Okay, okay–so John and Stephen may have fooled me with the Glenellen, coming so close after the Glenlivet and the Glenfiddich 18, but what do they think I am? A moron? I *know* the difference between a gazelle and a glass of scotch, thank you very much. Oh—what? Oops…
The Springbank 15 (50 ml airline bottle*)
It’s like apricots and Macoun apples, dried and pressed firmly into a bright white cup–say, a Glencairn dentist spit cup. A nose like a leprosy infection on a body you’d die for: okay, maybe just suggestive of a powerful cure for gingivitis. Floral, sweet, iodine: an orchid preserved in a polyurethane bowling ball custom made for the Kingpin.

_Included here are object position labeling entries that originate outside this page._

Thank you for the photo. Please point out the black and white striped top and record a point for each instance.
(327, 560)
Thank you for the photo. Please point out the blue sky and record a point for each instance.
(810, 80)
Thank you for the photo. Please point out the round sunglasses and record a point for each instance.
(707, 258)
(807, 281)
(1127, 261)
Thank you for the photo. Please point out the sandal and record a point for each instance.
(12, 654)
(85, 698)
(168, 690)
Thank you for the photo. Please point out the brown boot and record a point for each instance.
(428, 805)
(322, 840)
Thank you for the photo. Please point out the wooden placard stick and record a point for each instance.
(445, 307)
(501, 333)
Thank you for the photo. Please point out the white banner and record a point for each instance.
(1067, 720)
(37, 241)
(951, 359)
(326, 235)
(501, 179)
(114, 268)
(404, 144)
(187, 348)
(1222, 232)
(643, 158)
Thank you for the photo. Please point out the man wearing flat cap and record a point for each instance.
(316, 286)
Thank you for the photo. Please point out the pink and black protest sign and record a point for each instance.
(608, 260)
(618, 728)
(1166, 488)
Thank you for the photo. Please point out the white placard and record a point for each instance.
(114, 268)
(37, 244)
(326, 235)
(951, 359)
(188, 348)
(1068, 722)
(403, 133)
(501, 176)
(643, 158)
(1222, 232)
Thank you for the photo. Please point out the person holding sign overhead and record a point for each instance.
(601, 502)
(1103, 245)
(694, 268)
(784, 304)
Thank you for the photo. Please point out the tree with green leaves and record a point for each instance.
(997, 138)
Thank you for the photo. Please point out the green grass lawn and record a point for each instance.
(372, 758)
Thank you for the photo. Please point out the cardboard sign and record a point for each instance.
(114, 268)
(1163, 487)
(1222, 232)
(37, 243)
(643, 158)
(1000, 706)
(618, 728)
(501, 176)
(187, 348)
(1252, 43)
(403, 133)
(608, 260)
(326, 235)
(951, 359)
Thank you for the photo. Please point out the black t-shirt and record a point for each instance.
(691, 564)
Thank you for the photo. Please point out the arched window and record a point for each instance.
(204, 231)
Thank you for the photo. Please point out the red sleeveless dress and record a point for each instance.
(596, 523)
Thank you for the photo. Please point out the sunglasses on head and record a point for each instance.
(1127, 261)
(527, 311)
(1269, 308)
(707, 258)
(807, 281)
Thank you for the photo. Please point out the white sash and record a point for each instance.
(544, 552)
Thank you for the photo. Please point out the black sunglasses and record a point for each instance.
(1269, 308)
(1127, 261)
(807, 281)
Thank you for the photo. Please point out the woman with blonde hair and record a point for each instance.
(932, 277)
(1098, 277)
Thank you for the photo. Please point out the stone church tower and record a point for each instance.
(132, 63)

Anise and eucalyptus, evoking a party of koalas roused from their normal cranky torpor into lapping barrels outfitted with alternating oak and elm staves. It’s the world’s best cough syrup, soothing the throat of the high school delinquent, who wasn’t really sick, but successfully managed to fool his mom. Powerful enough that you’d volunteer at a child care facility and never feel the need to wash your hands, even during flu season.
The finish? Merely a stroll past an apiarist’s yard to the house that burned down a week ago, all the remaining durable valuables looted, but a pervasive, refined smell of toasted, expensive objets d’art mingles with the warmed royal jelly. Maybe a flower made from pixie sticks? No, the finest maple syrup served on pancakes at Zeus’ banquet on Mount Olympus.
The Springbank 15 is the Inverted Jenny stamp–Super rare, essentially priceless, and the pilot never fell out. ‘Cuz it’s just a picture, okay?